スタバだけじゃない。実は知る人ぞ知る「BARの街」シアトルの魅力

 

 カクテル・メニューを眺める。「BARREL AGED COCKTAIL」なる文字。「樽で熟成したカクテル」だ。しかも脇には「Aged In-House」とある。「スピリッツをさらに自分で樽熟成させ、それを使用したカクテル」だろうか…。それならこれまでもお目にかかったことがある。

クリステンセン氏に聞くと、そうではない。「カクテルそのものを樽熟成させるんだ。つまり、一度作ったカクテルを樽に詰め、それぞれに応じた期間熟成させ、それを引っ張り出し、改めてビルドやステアでサーブするんだ」とのこと。さすがに「何年」単位で熟成させるわけではない。しかし、これまでに私自身、そのカクテルを試したことがあったかどうか、記憶が定かではない。

四の五の考えていないで、まずはオーダーしてみる。最初にチャレンジしたのは、「ダーティ・ブルバード(Dirty Boulevard)」。アメリカの代表的なライ・ウヰスキーである「オールド・オーバーホルト(Old Overholt)」のキナート樽で熟成したものに、カンパリ、オレゴン州ポートランドの「ハンマー&トング」社のスイート・ベルモットとともに、オーク樽で2か月寝かせた後に、それをステアし、サーブする一杯。

「クラシックなスタイルのものを作りたかったんだ」と氏が語るだけあり、どことなくマンハッタンをイメージさせるが、使用しているカンパリの苦味がきつくなく、しつこくない軽い甘味を感じさせつつ、オークの奥行きと深みがあり、得も言えぬ魔力を感じた。時差ボケボケていた私の頭も、こいつですっきりと覚める。
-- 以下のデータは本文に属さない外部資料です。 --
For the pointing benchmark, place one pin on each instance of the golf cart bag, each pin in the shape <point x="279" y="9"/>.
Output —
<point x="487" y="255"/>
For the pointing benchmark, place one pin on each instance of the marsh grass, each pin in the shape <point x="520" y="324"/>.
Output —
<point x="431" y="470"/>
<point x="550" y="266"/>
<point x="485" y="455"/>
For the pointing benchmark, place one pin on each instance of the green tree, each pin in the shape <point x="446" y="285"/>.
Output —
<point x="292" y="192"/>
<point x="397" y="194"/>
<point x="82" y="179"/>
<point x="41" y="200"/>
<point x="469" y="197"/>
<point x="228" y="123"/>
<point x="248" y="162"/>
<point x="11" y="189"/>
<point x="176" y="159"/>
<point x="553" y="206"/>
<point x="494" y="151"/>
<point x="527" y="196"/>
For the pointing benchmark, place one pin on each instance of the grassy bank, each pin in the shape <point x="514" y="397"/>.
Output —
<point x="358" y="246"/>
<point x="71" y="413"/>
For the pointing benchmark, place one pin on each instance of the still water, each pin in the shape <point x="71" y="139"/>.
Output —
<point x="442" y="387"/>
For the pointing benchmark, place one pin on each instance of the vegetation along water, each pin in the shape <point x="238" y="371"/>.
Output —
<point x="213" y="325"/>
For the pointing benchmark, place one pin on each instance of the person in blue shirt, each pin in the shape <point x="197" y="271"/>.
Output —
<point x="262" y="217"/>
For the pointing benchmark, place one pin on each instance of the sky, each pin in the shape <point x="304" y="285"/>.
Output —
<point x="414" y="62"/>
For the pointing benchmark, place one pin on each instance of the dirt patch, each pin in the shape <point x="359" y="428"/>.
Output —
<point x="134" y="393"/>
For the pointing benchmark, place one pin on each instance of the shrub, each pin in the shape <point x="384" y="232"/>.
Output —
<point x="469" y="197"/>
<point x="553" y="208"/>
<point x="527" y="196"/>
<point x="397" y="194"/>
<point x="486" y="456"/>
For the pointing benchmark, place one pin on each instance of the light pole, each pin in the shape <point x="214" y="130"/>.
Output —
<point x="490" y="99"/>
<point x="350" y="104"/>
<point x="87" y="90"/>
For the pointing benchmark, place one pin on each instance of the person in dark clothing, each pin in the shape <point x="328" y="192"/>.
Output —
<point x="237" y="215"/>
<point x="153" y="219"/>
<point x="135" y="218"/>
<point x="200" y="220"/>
樽熟成したカクテルは、シアトルではポピュラーなのだろうか…クリステンセン氏に訊ねる。腕の立つバーテンダーやミクソロジストなら「待ってました。もちろん俺が発明したんだよ」ぐらいのセリフを吐きそうだ。しかし、気さくなクリステンセン氏は「うーん、確かにそんなに多くはないね。俺が初めてってわけでもない。ロンドンか、イタリアのバーテンダーが始めたという説だけど、色々と試してみると愉しいものだよ」と肩肘張らずに解説してくれた。「ボスはね、もっと大量に作ったら、樽だしで売れるんじゃないかなんて言ったりするんだけど、それは無理だよ」と苦笑してもいた。

帰国後、この手法は私が無知なだけで、すでにかなり世界では大人気かもしれない…と疑問がもたげ、銀座の超名店「毛利バー」で大御所・毛利隆雄氏に訊ねたがほお、そんなことするのですか」と巨匠の眉もちょっと上がった。いずれにせよ、「一般的な」カクテルとは言えないようだ。私のような一介の酔っ払いとして大発見でもある。調べると、東京でも池袋にこの技法を好んで使用するBARがあるそうだ。